Wait, digital output from an iPod in a portable rig?  How do you do that?  I thought only home-based systems (eg, Wadia) were able to extract un-DAC'd digital from an iPod?


----------



## DanBa

" ...
  Vinnie Rossi: "I am most impressed by the Solo's digital output. How it extracts USB data from Apple devices in deslaved asynchronous mode and generates a pristine reclocked S/PDIF output via coax really makes the iPod, iPhone and iPad into serious high-end transports (assuming lossless or WAV files are installed of course).  iPod and serious high-end transport no longer are an oxymoron with the portable Solo. Portability of course is primarily geared toward the headfi crowd but we will make the high-end home audio crowd aware that connecting the Solo to their home audio converter will be an ear opener. The analog output of the Wolfson chip is a standard 2Vrms out and we're not using any opamps in the output stage. Impedance out is ca. 100Ω to drive anything downstream with ease. And with Li-Ion power, there's no SMPS involved except for the battery charger."
   
  Under the right conditions, the AlgoRhythm Solo could revolutionize the portable audio market with _true _audiophile quality sound from the iPod. Some of the attendant requirements seem simply insurmountable. For one, it'll require uncompressed files. Most of my civilian friends with iPods tend to have theirs loaded with MP3s.
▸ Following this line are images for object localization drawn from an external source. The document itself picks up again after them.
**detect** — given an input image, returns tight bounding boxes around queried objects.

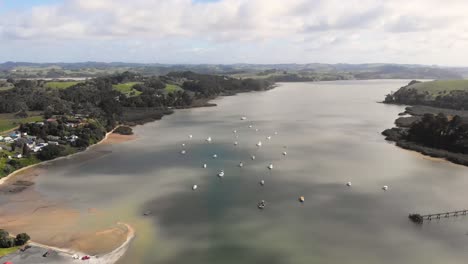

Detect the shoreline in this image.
[0,125,134,187]
[0,223,135,264]
[382,105,468,167]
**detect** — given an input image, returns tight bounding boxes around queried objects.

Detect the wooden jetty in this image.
[409,210,468,223]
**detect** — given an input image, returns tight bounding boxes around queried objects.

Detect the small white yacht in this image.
[282,152,287,156]
[251,155,256,160]
[266,136,271,140]
[234,141,238,146]
[382,185,388,191]
[206,137,212,143]
[268,164,273,170]
[213,154,218,158]
[257,200,266,209]
[346,182,352,187]
[189,134,193,139]
[203,163,207,168]
[192,185,198,190]
[239,162,244,167]
[249,125,253,128]
[181,150,186,155]
[256,141,262,147]
[241,116,247,120]
[233,130,237,133]
[260,180,265,186]
[182,143,186,147]
[218,170,225,177]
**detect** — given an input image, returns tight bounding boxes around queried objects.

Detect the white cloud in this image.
[1,0,468,65]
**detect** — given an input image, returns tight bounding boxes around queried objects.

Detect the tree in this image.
[22,144,31,157]
[15,233,30,246]
[37,145,63,161]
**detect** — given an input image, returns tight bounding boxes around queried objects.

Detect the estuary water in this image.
[15,80,468,263]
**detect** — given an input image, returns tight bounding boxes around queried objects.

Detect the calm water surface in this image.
[33,80,468,263]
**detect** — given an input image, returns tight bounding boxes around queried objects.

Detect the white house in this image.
[4,137,13,143]
[49,141,59,146]
[0,136,4,141]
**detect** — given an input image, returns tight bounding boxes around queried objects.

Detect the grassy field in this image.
[0,246,20,257]
[44,81,79,89]
[408,80,468,97]
[113,82,142,97]
[165,84,182,93]
[0,112,43,133]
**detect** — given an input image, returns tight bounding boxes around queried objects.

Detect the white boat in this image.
[255,128,259,132]
[282,152,287,156]
[181,150,186,155]
[233,130,237,133]
[192,185,198,190]
[251,155,256,160]
[241,116,247,120]
[256,141,262,147]
[266,136,271,140]
[239,162,244,167]
[182,143,186,147]
[206,137,212,143]
[218,170,225,177]
[189,134,193,139]
[260,180,265,186]
[268,164,273,170]
[382,185,388,191]
[346,182,352,187]
[257,200,266,209]
[203,164,207,168]
[274,132,278,135]
[234,141,238,146]
[249,125,253,128]
[299,196,305,203]
[213,154,218,158]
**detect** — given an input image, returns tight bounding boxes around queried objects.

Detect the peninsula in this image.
[382,80,468,166]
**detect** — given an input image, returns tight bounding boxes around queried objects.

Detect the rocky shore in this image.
[382,105,468,167]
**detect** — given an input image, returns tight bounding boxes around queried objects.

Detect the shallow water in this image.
[18,80,468,263]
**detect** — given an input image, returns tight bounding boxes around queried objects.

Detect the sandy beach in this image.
[0,131,137,262]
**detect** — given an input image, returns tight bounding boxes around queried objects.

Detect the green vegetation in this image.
[113,82,143,97]
[165,84,182,93]
[0,246,20,257]
[44,81,80,89]
[0,71,272,179]
[385,80,468,110]
[407,80,468,98]
[113,126,133,135]
[0,230,30,255]
[0,112,43,133]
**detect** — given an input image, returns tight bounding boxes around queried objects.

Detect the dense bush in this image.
[0,229,30,248]
[37,145,64,161]
[114,126,133,135]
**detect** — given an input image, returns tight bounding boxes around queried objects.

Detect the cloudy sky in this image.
[0,0,467,65]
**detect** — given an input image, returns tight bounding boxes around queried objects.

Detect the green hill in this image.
[408,80,468,98]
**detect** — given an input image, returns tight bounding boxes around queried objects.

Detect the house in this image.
[14,153,22,159]
[48,141,59,146]
[47,135,60,141]
[67,135,79,143]
[32,146,42,153]
[36,122,45,126]
[4,137,13,143]
[37,143,48,148]
[46,118,57,123]
[0,136,3,141]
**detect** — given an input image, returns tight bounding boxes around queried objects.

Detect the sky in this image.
[0,0,467,65]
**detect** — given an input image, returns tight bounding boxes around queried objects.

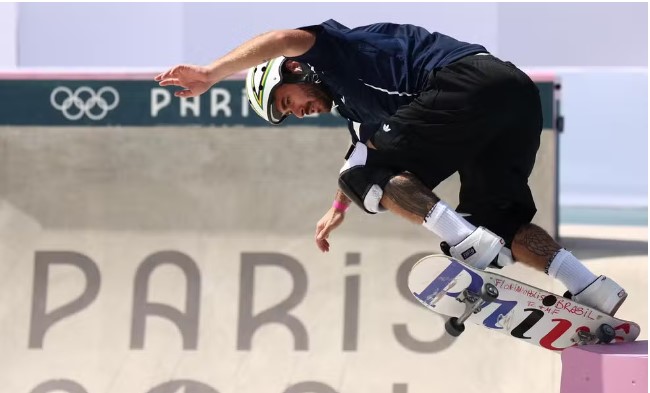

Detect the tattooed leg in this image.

The even bigger question is, will a sufficiently large percentage of the iPod nation learn about the existence of the Solo to embrace it? 
   
  ..."
http://6moons.com/audioreviews/aloaudio2/2.html


----------



## DanBa

AlgoRhythm Solo at RMAF 2010:
   
  iPad >> Cypher Labs AlgoRhythm Solo >> Alo Rx mkII amp >> Audez'e LCD-2
   
   

   

   



   



   



   



   



   
   
  AlgoRhythm Solo at Tokyo Fall 2010 Heaphone Festival:
   
  iPhone >> Cypher Labs AlgoRhythm Solo >> Alo Rx mkII amp >> IEM


----------



## SwissCheez91

don't buy a minibox-f! Just letting you know!


----------